We present a case of a congenital orbital teratoma, initially discovered as an incidental cystic lesion in the right orbit during antenatal ultrasound scan.
A fetal MRI performed at 27 weeks of gestation demonstrated a large, thin-walled and well-defined cystic lesion within the right orbit, causing significant proptosis of the globe, stretching of the extraocular muscles and optic nerve, expansion and remodelling of the bony orbit (Figs A-C). At this time point there were no visible septations, solid components, fat or blood products demonstrated. The intracranial and the left orbital structures were normal.
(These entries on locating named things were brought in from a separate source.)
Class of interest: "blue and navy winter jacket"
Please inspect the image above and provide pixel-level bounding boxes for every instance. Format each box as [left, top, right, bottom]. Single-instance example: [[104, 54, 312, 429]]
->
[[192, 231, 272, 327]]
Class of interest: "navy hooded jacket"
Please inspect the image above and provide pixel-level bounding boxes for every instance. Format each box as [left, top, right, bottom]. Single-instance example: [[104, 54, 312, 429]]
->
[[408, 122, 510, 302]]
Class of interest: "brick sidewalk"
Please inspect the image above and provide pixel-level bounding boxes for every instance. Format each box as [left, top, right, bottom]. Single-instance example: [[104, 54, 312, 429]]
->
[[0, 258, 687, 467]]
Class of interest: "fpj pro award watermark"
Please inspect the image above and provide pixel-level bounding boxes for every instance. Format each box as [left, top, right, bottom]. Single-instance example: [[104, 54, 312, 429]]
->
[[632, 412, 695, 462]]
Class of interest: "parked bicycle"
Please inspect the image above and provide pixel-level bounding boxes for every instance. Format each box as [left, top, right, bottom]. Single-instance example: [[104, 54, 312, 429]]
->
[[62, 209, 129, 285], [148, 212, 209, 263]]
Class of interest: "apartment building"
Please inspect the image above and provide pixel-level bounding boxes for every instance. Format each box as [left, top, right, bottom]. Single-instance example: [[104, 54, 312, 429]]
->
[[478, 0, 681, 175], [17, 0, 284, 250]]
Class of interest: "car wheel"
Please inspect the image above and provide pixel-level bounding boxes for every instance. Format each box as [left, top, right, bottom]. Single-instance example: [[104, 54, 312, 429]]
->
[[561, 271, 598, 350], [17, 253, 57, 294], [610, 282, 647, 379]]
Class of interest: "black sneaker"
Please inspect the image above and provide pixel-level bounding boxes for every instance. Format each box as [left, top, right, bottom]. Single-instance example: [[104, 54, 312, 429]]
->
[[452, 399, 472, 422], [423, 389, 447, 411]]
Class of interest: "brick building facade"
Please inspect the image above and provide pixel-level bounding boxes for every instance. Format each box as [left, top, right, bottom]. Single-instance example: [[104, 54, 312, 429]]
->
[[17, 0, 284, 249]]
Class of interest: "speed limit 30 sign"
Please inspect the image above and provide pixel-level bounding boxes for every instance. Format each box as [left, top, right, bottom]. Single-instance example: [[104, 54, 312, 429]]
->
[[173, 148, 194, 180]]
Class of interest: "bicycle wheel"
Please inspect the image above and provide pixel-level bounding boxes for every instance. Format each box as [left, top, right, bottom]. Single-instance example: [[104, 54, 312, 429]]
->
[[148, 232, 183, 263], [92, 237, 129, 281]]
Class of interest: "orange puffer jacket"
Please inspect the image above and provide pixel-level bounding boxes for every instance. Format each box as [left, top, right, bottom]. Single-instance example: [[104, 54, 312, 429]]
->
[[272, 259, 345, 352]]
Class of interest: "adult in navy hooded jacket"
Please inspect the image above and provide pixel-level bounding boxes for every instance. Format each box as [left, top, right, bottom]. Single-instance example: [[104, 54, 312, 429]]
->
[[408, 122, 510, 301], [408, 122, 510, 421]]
A follow-up fetal MRI study was performed at 36 weeks of gestational age. This demonstrates significant structural changes of the cystic lesion in the right orbit, with reduction in the degree of proptosis, interval development of septations, and multiple small solid components posterior to the globe (Figs D and E).
Post-processed 3D super-resolution reconstructed (SRR) images were performed for both Fetal MRI scans which provided further information regarding the transformation of the cyst between the 9 weeks interval, especially providing a clear overview of the volume of the lesion in relation to the whole head. This was particularly useful information during multidisciplinary meetings for delivery plan and also for parental counselling.
The baby was subsequently delivered via caesarean section at 38 weeks, with multidisciplinary assistance at birth, including obstetric, anaesthetic and ophthalmology support to ensure maximal preservation of the affected eye (Figure F). On day 2 of life approximately 7mls of straw-coloured fluid was sampled. At day 8 of life a contrast-enhanced MRI head was performed with dedicated orbital sequences. This demonstrates a further reduction in the degree of proptosis and an increase in solid components, which showed contrast enhancement following gadolinium administration. Furthermore, T1-weighted fat saturated images show regions of signal dropout within the orbital lesion consistent with macroscopic fat (Figs G-J). The lesion was confined to the orbit with no evidence of any intracranial extension.
At day 9 of life exenteration was performed, with removal of the globe and excision of the orbital lesion as a single specimen. The orbital cavity was markedly expanded and distorted, with bony remodelling and widening of the optic canal.
Pathology examination (Figure K) revealed a firm grey tumour measuring approximately 3.5 cm in diameter, containing cystic and solid elements. The histology confirmed presence of mature tissue representing embryonic layers ectoderm, mesoderm and endoderm. These included patches of mature neuroglial tissue, mesenchymal tissue comprising adipose and cartilage tissue, skin adnexal structures and intestinal-type tissue. There were no immature elements or features of malignancy noted. The overall features are consistent with that of a mature (benign) cystic teratoma. The exenterated right eye showed no significant pathology.
There were no immediate perioperative complications and the patient went on to have oculoplastic reconstruction which is currently ongoing (Figure I).